2

On OSX 10.10 I created a plist file in /Library/LaunchDaemons/ to start at launch an OpenVPN connection. However I encountered DNS problems when going from an internet interface to another (as WiFi to LAN Network) and thought that I needed to restart my OpenVPN daemon with launchctl to fix it.

But with this method I need to go to a console, type a monstrous launchctl's command with sudo and, of course, type my admin password.

Can this typing process be automated?

Edit

Thanks for @bmike general answer which will open new horizons and @Graham Miln though I'm not fond of AppleScript, but as @Mark requested here's my .plist file :

<?xml version="1.0" encoding="UTF-8"?>
<!DOCTYPE plist PUBLIC "-//Apple//DTD PLIST 1.0//EN" "http://www.apple.com/DTDs/PropertyList-1.0.dtd">
<plist version="1.0">
<dict>
    <key>KeepAlive</key>
    <true/>
    <key>Label</key>
    <string>net.openvpnd</string>
    <key>ProgramArguments</key>
    <array>
        <string>/usr/sbin/openvpn</string>
        <string>/a/path/to/file.ext</string>
    </array>
    <key>RunAtLoad</key>
    <true/>
    <key>SuccessfullExit</key>
    <true/>
    <key>StandardErrorPath</key>
    <string>/Library/Logs/ovpnerr.log</string>
    <key>StandardOutPath</key>
    <string>/Library/Logs/ovpn.log</string>
    <key>EnvironmentVariables</key>
    <dict>
      <key>PATH</key>
      <string>/usr/sbin:/another/path</string>
    </dict>
</dict>
</plist>
  • 1
    As the daemon runs as root you would need to run as root - simple solution put the long command in an alias of shell script. However in this case I think the daemon should only be run as needed to will restart only when needed - so we need to see your plist to suggest what it should be – Mark Nov 29 '16 at 10:57
  • I've answered the general - "what automation options exist" - feel free to ask a follow on question with the specific details @mark has mentioned if you need help with letting launchd handling the start / stop for you systematically. – bmike Nov 29 '16 at 12:05
  • Smells like an X-Y problem.
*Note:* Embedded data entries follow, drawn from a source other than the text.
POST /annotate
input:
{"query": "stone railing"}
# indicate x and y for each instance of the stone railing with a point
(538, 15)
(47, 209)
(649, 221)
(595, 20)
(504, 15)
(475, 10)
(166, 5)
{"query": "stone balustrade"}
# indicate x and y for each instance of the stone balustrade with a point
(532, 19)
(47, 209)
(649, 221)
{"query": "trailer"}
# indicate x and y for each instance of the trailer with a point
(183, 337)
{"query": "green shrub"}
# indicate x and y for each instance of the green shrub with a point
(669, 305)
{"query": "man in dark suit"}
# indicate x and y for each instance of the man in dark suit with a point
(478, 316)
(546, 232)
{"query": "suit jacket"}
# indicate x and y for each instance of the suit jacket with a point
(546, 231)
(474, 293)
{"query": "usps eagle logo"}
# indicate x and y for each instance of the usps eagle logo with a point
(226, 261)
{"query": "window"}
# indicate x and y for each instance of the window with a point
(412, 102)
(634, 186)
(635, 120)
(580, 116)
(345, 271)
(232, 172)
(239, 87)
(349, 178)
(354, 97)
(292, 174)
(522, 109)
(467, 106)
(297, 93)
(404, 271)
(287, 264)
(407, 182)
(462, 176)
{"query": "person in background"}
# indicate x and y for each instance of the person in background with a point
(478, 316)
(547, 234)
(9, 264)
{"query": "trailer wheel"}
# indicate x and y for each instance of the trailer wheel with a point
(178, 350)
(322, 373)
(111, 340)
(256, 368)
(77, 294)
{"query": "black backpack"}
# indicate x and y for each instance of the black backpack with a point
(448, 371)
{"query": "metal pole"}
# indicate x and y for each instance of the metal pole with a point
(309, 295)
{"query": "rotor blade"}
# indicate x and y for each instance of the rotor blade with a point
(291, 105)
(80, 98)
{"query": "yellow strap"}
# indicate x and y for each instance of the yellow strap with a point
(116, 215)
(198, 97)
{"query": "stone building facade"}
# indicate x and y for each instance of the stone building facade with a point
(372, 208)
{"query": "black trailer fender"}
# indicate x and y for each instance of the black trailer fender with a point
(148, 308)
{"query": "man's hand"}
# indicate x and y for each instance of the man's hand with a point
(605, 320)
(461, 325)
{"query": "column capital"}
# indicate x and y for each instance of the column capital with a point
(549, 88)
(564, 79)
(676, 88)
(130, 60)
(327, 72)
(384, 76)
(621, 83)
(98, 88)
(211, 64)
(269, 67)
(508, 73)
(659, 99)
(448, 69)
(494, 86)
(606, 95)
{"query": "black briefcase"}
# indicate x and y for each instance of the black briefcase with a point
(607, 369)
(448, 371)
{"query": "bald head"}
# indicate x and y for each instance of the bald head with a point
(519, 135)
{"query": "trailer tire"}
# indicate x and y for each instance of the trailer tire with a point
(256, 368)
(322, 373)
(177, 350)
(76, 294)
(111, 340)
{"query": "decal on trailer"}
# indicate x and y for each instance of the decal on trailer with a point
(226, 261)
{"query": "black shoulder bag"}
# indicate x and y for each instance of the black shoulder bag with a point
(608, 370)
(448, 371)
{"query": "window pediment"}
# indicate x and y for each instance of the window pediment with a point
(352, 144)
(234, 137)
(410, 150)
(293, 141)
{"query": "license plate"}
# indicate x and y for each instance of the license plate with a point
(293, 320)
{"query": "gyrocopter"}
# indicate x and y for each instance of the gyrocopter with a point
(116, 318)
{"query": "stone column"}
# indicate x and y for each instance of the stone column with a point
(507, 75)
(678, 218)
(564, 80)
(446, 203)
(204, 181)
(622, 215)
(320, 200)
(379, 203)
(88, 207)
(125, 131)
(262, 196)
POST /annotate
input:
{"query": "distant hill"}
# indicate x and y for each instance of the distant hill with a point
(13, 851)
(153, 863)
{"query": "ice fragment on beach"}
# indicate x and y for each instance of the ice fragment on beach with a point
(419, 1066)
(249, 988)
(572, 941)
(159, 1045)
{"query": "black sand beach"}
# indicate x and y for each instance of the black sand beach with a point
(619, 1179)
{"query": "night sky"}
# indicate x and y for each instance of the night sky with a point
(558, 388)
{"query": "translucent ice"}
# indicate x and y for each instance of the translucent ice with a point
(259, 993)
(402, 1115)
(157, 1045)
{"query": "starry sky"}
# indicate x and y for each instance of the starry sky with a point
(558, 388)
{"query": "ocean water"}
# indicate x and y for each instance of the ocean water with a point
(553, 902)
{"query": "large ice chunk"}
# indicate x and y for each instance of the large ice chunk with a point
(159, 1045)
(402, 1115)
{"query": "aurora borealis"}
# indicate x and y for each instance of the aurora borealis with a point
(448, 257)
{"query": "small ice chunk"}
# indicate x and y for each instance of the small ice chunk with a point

Better fix your OpenVPN config/DNS setup. – klanomath Dec 1 '16 at 9:51
  • Hi @klanomath, I would totally agree but I'm now curious about ways to restart a root daemon without admin privileges. I'm also excited about knowing ways to resolve my X problem, could you write an answer here or should I ask another question ? – PaulCo Dec 1 '16 at 19:03
1

You could automate this process using AppleScript's do shell script … with administrator privileges command.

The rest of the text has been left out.